Neste momento, os gastos com a campanha eleitoral e algumas
demagogias com o funcionalismo público, com a expansão do crédito
etc., estão suscitando novas dúvidas sobre o tirocínio do presidente
neste terreno. Mas ainda não houve tempo para desarranjos graves em
conseqüência dessas extravagâncias e, decerto, não haverá até as
eleições. E para um eventual segundo mandato ele sabe o que aprendeu
nesta área no primeiro: por exemplo, que política monetária, de juros
e de câmbio não são temas plebiscitários a serem decididos pelo povo
nas praças.
Mais um conhecimento que pode ter sido absorvido é que fama
internacional não se traduz automaticamente em liderança efetiva.

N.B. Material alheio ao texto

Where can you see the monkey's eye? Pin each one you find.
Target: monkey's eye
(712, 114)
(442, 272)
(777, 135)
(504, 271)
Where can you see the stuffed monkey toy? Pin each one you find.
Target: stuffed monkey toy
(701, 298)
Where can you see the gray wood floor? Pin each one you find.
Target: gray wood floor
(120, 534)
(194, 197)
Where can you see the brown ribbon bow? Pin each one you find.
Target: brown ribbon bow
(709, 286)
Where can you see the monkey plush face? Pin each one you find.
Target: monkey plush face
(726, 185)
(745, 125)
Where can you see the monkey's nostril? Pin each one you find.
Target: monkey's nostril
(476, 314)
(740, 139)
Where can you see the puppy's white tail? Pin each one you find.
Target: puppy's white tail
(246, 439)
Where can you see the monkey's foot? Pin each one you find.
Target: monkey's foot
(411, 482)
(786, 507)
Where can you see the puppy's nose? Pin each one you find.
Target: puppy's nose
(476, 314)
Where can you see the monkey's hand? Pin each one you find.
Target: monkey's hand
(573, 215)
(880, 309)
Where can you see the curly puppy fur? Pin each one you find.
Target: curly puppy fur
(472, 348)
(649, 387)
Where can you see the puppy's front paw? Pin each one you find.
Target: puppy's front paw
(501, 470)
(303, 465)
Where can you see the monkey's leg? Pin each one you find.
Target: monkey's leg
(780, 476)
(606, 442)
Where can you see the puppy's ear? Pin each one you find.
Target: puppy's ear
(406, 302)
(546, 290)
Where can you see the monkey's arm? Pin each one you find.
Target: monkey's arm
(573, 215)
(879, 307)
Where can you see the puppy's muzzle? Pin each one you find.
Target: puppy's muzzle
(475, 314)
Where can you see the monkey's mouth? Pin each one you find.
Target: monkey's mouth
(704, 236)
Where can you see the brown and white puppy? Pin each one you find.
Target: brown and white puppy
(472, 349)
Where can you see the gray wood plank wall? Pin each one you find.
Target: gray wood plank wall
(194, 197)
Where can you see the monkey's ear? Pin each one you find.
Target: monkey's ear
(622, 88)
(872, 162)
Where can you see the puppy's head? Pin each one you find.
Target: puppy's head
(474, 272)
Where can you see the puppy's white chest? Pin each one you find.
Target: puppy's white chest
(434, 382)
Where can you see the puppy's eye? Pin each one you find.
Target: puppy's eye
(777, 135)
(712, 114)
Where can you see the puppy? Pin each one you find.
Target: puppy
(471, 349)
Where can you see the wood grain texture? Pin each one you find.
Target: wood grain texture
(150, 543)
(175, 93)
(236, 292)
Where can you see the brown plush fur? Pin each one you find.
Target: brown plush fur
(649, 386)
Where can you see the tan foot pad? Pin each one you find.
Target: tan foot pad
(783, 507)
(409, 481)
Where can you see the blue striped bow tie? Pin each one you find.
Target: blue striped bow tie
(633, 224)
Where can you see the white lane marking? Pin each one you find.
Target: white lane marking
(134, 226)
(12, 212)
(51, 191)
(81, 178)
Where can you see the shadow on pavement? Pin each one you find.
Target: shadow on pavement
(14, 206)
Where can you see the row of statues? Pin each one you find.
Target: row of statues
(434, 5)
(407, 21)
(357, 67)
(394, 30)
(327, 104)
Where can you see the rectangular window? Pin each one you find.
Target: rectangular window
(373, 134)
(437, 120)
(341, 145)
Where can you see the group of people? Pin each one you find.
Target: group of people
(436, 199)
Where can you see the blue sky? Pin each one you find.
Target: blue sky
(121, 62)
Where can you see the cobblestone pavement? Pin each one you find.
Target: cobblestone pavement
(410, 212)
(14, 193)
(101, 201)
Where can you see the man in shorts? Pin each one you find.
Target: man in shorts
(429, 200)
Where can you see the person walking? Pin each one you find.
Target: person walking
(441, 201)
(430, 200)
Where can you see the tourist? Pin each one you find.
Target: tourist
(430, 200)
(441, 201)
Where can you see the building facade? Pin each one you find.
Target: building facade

Aspirações grandiosas se perdem facilmente se não têm clareza nem
operacionalidade. Sugestões exóticas sobre angariar recursos para
combater a fome no mundo, sobre como tornar mais eqüitativo o
comércio mundial, sobre formação de blocos de países pobres para
equilibrar a hegemonia dos países ricos, sobre integração da América
Latina desgastam rapidamente o prestígio com que qualquer novo
dirigente apareça na cena internacional. Assim como as alianças e
amizades repentinas com parlapatões travestidos de revolucionários. O
front diplomático do atual mandato Lula tem colhido muito mais
embaraços do que avanços.
Também há lições na questão das más companhias internas. Há que estar
no espírito do presidente que certas “ONGs”, a que deu status,
trabalham muito mais contra ele - vandalizando propriedades,
laboratórios, o Congresso Nacional - do que contribuindo para a causa
que supostamente abraçaram, no caso, a da reforma agrária.
Esses fatos todos constituem preciosas lições. Se houve realmente
aprendizado e terá desdobramentos positivos, é outra história.